Industrial Electronics

How Hackers Will Attack Your Embedded System and What You Can Do About It

17 August 2015

Embedded systems are often thought of as hidden within an industrial, communications or networking system, which is well below the radar of most hackers. Unfortunately, this complacency has left embedded systems open to a new wave of attacks by hackers looking to copy your designs, steal your proprietary design knowledge (Intellectual Property, or IP), or even to use your embedded system as an access point to capture confidential information from your company or your customers.

Cyberattacks are clearly on the rise. Recent attacks against U.S. companies and government agencies have prompted the creation of new agencies to combat growing cyberthreats. The growing number of attacks executed on industrial installations, such as energy grid, has also prompted government warnings. If an unprotected (or easily compromised) embedded system can allow attackers to access the wider network, you can only imagine the potential damage that might result.
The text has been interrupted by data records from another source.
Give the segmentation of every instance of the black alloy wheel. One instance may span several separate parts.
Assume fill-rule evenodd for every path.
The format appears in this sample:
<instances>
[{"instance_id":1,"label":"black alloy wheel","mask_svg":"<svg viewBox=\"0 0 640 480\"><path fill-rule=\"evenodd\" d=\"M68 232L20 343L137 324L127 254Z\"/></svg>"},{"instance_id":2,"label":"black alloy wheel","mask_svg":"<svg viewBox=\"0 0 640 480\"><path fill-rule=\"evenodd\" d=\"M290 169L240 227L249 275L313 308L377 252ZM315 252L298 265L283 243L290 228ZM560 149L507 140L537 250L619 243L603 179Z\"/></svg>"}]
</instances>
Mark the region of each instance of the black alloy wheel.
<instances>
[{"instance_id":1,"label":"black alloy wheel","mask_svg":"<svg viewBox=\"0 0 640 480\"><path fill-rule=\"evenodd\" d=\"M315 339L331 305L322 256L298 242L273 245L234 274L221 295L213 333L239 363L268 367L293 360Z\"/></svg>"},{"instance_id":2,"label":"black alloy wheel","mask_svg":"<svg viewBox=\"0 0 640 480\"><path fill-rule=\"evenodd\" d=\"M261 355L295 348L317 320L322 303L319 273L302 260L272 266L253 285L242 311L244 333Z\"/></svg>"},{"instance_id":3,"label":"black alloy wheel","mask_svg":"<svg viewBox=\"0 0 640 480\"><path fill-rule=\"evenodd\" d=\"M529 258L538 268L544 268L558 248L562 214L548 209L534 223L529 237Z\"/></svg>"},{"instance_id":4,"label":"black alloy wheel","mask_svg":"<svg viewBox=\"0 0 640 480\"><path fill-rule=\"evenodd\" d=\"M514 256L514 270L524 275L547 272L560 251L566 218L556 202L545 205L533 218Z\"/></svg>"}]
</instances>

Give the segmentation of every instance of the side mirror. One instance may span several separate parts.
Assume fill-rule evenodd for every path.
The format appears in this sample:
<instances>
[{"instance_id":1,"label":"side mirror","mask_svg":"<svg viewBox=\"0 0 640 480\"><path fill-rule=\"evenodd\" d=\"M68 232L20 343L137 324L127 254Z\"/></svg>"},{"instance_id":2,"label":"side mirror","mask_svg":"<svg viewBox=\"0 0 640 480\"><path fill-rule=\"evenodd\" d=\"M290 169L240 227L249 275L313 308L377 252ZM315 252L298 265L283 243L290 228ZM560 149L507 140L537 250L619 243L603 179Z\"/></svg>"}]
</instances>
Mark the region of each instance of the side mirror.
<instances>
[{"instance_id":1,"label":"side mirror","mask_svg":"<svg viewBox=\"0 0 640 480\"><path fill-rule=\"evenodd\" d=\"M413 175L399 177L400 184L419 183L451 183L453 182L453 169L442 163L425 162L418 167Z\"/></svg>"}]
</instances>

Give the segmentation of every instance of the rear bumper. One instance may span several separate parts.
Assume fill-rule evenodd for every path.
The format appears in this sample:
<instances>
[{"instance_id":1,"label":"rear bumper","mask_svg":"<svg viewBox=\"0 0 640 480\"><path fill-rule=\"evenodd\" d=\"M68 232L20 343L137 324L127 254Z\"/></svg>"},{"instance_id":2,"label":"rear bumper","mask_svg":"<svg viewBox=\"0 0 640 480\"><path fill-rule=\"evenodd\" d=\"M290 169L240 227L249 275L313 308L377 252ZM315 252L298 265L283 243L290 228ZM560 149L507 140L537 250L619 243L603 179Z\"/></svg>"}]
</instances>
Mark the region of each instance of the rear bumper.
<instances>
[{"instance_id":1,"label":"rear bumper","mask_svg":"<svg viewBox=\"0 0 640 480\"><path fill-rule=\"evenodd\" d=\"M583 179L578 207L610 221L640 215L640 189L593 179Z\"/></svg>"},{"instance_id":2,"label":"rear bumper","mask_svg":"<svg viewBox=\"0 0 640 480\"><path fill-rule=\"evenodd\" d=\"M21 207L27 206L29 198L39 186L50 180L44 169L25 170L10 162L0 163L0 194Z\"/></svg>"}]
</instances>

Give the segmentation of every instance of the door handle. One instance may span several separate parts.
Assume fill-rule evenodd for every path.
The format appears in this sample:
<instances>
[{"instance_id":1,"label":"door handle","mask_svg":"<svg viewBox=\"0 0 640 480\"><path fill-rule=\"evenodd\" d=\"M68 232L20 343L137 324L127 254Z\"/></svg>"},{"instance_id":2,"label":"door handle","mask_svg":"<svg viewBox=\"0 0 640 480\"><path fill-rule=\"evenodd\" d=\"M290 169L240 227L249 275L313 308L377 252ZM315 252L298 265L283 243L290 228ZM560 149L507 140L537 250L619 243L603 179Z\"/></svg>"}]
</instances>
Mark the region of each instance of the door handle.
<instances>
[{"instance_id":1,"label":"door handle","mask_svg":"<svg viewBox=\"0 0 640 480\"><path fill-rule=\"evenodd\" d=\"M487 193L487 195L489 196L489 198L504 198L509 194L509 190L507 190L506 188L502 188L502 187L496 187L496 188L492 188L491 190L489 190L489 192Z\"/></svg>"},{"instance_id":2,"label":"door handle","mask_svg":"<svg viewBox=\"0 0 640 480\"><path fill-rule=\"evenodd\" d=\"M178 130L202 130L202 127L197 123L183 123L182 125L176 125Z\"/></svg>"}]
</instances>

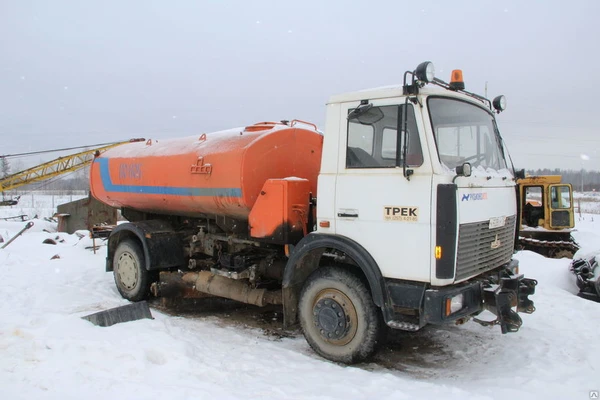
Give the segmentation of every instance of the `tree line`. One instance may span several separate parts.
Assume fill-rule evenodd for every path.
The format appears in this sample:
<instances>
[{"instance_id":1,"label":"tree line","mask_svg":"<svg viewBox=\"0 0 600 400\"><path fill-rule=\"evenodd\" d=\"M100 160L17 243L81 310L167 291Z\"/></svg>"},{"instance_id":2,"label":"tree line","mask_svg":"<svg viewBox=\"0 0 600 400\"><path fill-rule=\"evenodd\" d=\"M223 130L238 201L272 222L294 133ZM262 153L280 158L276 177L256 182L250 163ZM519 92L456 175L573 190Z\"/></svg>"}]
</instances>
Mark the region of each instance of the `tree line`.
<instances>
[{"instance_id":1,"label":"tree line","mask_svg":"<svg viewBox=\"0 0 600 400\"><path fill-rule=\"evenodd\" d=\"M580 192L600 191L600 171L541 168L525 171L529 175L561 175L563 183L570 183L573 190Z\"/></svg>"}]
</instances>

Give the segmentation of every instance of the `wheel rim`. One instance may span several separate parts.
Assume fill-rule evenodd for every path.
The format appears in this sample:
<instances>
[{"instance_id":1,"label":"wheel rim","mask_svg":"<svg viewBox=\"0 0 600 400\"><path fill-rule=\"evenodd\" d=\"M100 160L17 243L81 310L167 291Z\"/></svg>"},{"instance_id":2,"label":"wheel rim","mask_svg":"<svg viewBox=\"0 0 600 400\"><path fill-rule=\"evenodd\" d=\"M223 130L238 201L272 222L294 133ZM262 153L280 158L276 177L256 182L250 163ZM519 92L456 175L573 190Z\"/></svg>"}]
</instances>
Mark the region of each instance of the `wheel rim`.
<instances>
[{"instance_id":1,"label":"wheel rim","mask_svg":"<svg viewBox=\"0 0 600 400\"><path fill-rule=\"evenodd\" d=\"M117 260L119 283L126 290L135 288L138 282L137 262L131 253L123 253Z\"/></svg>"},{"instance_id":2,"label":"wheel rim","mask_svg":"<svg viewBox=\"0 0 600 400\"><path fill-rule=\"evenodd\" d=\"M350 298L336 289L319 292L313 301L313 324L328 343L344 346L354 338L358 315Z\"/></svg>"}]
</instances>

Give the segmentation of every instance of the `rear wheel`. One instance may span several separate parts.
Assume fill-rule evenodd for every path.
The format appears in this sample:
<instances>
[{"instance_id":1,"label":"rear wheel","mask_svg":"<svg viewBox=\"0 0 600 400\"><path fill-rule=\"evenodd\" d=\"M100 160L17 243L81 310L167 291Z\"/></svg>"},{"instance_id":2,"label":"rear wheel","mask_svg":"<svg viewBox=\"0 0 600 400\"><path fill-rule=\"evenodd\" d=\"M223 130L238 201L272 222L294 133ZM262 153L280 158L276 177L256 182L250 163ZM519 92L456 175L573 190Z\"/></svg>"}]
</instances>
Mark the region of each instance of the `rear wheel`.
<instances>
[{"instance_id":1,"label":"rear wheel","mask_svg":"<svg viewBox=\"0 0 600 400\"><path fill-rule=\"evenodd\" d=\"M369 358L384 332L367 286L339 267L320 268L310 275L300 294L299 314L307 342L335 362L352 364Z\"/></svg>"},{"instance_id":2,"label":"rear wheel","mask_svg":"<svg viewBox=\"0 0 600 400\"><path fill-rule=\"evenodd\" d=\"M124 240L117 246L113 258L115 284L121 296L140 301L148 298L152 274L146 269L144 253L139 243Z\"/></svg>"}]
</instances>

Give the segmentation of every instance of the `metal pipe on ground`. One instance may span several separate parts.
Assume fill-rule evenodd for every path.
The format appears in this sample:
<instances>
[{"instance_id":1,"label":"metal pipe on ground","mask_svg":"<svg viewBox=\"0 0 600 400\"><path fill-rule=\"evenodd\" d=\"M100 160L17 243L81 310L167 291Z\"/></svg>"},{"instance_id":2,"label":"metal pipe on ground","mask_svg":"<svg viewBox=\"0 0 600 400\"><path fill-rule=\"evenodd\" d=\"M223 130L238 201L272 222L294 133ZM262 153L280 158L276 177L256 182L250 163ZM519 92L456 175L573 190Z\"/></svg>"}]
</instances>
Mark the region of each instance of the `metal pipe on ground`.
<instances>
[{"instance_id":1,"label":"metal pipe on ground","mask_svg":"<svg viewBox=\"0 0 600 400\"><path fill-rule=\"evenodd\" d=\"M25 232L27 229L31 228L32 226L33 226L33 222L28 222L27 225L25 225L25 228L23 228L19 232L17 232L17 234L15 236L13 236L12 239L10 239L8 242L6 242L4 244L4 246L0 247L0 250L3 249L3 248L5 248L9 244L11 244L16 238L18 238L19 236L21 236L23 234L23 232Z\"/></svg>"}]
</instances>

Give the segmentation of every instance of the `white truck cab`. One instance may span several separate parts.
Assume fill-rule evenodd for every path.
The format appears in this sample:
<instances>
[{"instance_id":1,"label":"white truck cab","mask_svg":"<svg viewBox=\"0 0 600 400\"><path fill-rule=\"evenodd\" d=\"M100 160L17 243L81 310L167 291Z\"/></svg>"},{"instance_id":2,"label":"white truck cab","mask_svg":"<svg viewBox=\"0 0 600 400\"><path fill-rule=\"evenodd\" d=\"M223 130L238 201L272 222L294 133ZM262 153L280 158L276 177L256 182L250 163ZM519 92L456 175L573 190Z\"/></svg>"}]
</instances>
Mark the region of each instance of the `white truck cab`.
<instances>
[{"instance_id":1,"label":"white truck cab","mask_svg":"<svg viewBox=\"0 0 600 400\"><path fill-rule=\"evenodd\" d=\"M495 120L504 97L467 92L462 72L452 74L450 83L434 78L425 62L402 86L333 96L327 105L316 231L286 268L312 274L306 282L284 276L283 288L285 306L295 303L294 282L304 284L299 319L329 359L364 358L375 342L369 329L377 330L370 307L348 294L357 282L332 288L346 279L343 269L368 283L392 328L462 323L487 309L497 319L477 322L514 332L522 323L516 311L535 310L527 296L537 282L519 275L512 259L516 174ZM284 308L294 320L295 309ZM366 321L363 330L348 330L353 320Z\"/></svg>"},{"instance_id":2,"label":"white truck cab","mask_svg":"<svg viewBox=\"0 0 600 400\"><path fill-rule=\"evenodd\" d=\"M317 220L328 221L329 227L318 231L361 243L386 278L436 286L464 281L510 260L517 213L515 180L492 111L465 94L435 88L420 90L408 104L405 100L402 87L331 99L317 209ZM349 119L361 104L372 107ZM405 107L410 171L406 177L402 164L396 164L397 132ZM457 177L455 169L464 163L470 164L471 176ZM451 198L440 197L440 185L455 186L456 191ZM449 202L456 207L460 248L456 240L445 245L437 241L436 227L443 217L438 212ZM488 228L490 220L499 228L491 236L493 249L480 237L460 236L460 227ZM438 271L438 246L442 258L457 251L464 261L494 254L483 265Z\"/></svg>"}]
</instances>

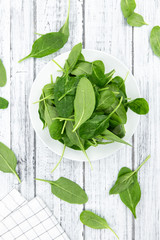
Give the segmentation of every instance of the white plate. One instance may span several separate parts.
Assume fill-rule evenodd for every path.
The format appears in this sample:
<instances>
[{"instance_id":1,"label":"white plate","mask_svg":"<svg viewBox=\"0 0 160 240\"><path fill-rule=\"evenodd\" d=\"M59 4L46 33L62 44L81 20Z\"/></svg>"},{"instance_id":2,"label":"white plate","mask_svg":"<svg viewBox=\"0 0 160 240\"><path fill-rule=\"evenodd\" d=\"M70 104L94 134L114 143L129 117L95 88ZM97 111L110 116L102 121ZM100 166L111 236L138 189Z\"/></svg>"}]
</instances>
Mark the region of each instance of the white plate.
<instances>
[{"instance_id":1,"label":"white plate","mask_svg":"<svg viewBox=\"0 0 160 240\"><path fill-rule=\"evenodd\" d=\"M122 78L125 78L127 72L129 72L128 68L124 64L122 64L118 59L104 52L95 50L83 50L82 53L84 54L85 59L87 61L102 60L105 64L106 72L110 72L112 69L115 69L116 70L115 76L119 75ZM65 60L67 59L68 55L69 52L64 53L62 55L57 56L55 60L61 66L64 66ZM53 75L54 81L56 80L57 76L61 76L61 73L57 72L57 70L59 70L59 68L57 67L56 64L54 64L51 61L40 71L40 73L36 77L29 97L29 114L33 128L35 129L40 139L44 142L44 144L46 144L46 146L49 147L51 151L55 152L58 155L61 155L63 150L63 144L61 144L59 141L53 140L50 137L47 128L42 130L42 122L39 119L38 114L39 104L33 104L33 102L39 100L44 85L50 83L51 74ZM140 97L136 80L131 73L129 73L128 78L126 80L126 92L127 96L131 99ZM128 121L127 124L125 125L126 136L124 137L124 140L126 141L128 141L134 134L139 121L139 116L130 110L128 110L127 117ZM108 157L109 155L115 153L118 149L122 147L124 147L124 145L120 143L99 145L97 147L90 147L87 150L87 154L90 160L94 161ZM64 157L76 161L87 161L81 151L76 151L70 148L66 148Z\"/></svg>"}]
</instances>

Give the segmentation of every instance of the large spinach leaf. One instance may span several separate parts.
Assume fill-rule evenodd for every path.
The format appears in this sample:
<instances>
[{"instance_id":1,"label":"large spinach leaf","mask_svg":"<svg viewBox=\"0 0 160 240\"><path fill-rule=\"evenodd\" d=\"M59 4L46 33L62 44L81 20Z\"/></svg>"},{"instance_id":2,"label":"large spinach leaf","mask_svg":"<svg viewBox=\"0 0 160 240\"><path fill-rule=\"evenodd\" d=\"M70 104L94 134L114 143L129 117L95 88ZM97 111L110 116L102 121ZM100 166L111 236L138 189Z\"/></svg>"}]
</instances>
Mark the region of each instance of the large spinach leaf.
<instances>
[{"instance_id":1,"label":"large spinach leaf","mask_svg":"<svg viewBox=\"0 0 160 240\"><path fill-rule=\"evenodd\" d=\"M6 69L0 59L0 87L4 87L7 82Z\"/></svg>"}]
</instances>

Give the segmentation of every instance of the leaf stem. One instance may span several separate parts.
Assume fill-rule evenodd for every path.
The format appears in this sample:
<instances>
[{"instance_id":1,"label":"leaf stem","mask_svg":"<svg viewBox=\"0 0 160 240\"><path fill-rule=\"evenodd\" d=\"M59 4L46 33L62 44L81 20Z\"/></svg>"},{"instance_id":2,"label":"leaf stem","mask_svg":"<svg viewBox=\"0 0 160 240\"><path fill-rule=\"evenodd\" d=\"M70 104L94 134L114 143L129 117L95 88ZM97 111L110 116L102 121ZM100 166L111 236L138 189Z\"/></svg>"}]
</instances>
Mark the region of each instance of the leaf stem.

Fortunately, there are some countermeasures you can include on your embedded system that can dramatically improve the ability of your system to withstand even the most aggressive attempts to compromise your design. All of these techniques require at least some of the hardware in your design must be trustworthy and protected from modification by unauthorized accesses. This trusted platform module (TPM) can be used to extend the zone of trust to other portions of the design to insure they are not compromised. The TPM does this by authenticating and authorizing transmissions to and from the system using known standards for encryption, decryption and authentication.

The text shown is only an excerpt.